It’s the first time the mummies have left Guanajuato. They will travel to major museums throughout the country over the next three years, and it’s a coup to have them in Detroit first. They’re also controversial and of course creepy as goddamn (but Mexicans celebrate the dead! Chill, America!), but in a post-Body Worlds society, can anything really shock and awe anymore?

On hand for the grand opening tonight is Mexico’s 6’5” former cowboy president Vicente Fox, former mayor of Guanajuato and all-around strapping, mustachioed ranchero.

vicente fox

I was pretty excited to learn that Vicente Fox was going to be here, but then someone told me that he comes to Detroit all the time.

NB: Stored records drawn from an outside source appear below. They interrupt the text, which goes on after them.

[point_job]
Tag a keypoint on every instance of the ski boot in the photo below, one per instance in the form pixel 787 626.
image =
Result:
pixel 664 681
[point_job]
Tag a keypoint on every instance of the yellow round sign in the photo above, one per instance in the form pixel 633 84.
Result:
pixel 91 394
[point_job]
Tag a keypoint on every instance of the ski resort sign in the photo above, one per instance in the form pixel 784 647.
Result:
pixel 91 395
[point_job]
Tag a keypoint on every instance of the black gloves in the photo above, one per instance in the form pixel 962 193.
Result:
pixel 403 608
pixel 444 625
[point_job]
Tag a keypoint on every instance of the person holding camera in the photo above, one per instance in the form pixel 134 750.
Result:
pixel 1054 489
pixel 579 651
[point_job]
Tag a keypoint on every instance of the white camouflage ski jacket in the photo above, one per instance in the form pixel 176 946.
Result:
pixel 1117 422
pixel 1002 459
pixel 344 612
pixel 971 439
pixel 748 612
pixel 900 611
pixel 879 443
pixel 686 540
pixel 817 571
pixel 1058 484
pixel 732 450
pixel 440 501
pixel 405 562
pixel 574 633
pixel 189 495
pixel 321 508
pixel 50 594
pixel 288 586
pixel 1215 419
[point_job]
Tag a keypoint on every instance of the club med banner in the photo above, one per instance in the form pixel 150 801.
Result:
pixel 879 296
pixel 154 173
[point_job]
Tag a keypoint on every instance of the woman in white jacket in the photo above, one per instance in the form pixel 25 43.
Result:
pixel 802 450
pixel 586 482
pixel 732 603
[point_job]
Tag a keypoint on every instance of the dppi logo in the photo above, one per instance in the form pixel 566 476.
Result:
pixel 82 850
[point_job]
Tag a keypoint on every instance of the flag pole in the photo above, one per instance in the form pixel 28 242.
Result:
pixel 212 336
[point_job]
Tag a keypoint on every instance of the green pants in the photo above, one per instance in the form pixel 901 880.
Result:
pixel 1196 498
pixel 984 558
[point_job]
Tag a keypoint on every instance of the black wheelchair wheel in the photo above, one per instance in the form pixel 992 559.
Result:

Also on deck this weekend: a flea market at Historic Fort Wayne to benefit the Detroit Historical Society. Tours of the Fort and the military museums it houses will be available. We hear there is also a bake sale. Fort Wayne, built during the 1840s to protect the United States from a possible British siege via Canada, has never seen a shot fired in anger and has mostly been used as a mustering center, garrison post and supply depot. It’s named for “Mad” Anthony Wayne, the Revolutionary War hero who led the capture of Detroit in 1796.  (He died weeks later in Pennsylvania after contracting gout. Fun fact: he was exhumed and his bones were boiled in a cauldron that is now on display in Erie’s Historical Museum. Creepy as goddamn. But kind of awesome. Halloween road trip?)

mad anthony wayne

I’ve never been to Fort Wayne, and I look forward to seeing this mildly important Detroit landmark for the first time with the added flourish of lots of junk for sale.

(EDIT: Detroit’s Fort Wayne is also, maybe, sort of, haunted.)

Finally, we will not be able to make this show, but we recommend you do: the fantastic keyboard pop trio Lightning Love plays tonight at the Blind Pig in Ann Arbor to celebrate the premiere of a new music video. They’re so pretty! Go there!